Réhahn (born on 4 May 1979 in Bayeux in Normandy, France) is a French photographer based in Hoi An, Vietnam. Known as the photographer that "captures souls", he is recognized for his portraits of Vietnam, Cuba, Malaysia and India, and for his cultural preservation work.

In 2011, he launched The Precious Heritage Project with the goal of increasing recognition of Vietnam's diverse tribes through stories examples of their craftsmanship, and large scale portraits of each group in their traditional clothing. The project explores the histories as well as the changing futures of the tribes as globalization and development alter their homelands and subsequently their traditions.

On January 1, 2017, Réhahn opened the Precious Heritage Art Gallery Museum with the goal of creating a single place to preserve the artifacts and costumes he'd been given by the chiefs of many tribes as well as to share the portraits, stories and musical traditions of the ethnic groups. The museum is free to the public.
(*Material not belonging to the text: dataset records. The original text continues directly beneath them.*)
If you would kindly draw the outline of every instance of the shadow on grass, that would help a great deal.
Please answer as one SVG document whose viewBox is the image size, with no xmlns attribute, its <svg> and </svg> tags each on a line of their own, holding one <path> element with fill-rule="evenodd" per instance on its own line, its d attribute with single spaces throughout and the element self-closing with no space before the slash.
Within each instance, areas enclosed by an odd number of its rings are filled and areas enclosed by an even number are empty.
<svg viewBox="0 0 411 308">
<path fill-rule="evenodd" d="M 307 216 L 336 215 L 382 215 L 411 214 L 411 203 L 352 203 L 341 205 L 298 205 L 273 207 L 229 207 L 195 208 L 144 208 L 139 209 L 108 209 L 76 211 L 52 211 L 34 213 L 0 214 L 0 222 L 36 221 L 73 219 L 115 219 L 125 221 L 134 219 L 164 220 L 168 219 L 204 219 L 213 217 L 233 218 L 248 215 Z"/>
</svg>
Réhahn completed his primary mission of meeting all 54 officially recognized ethnic groups in September 2019 and continues his research to discover the numerous subgroups that are spread throughout the country.

Career 
In 2007, the artist travelled to Vietnam for the first time on a humanitarian mission with the French NGO Les Enfants du Vietnam. He explored the country and its culture and captured more than 50,000 photographs. In 2011, after several more trips, he decided to move to Vietnam and settled in the UNESCO heritage town of Hoi An. It was there that he captured "Hidden Smile",  the photograph of Madame Xong, captain of a small tourist riverboat, which has since been published in more than 100 articles worldwide. In 2014, he chose this photograph for the cover of his first book, "Vietnam, Mosaic of Contrasts", a collection of 150 photographs depicting the diversity of the country. A bestseller in Vietnam, the book is now sold in 29 countries.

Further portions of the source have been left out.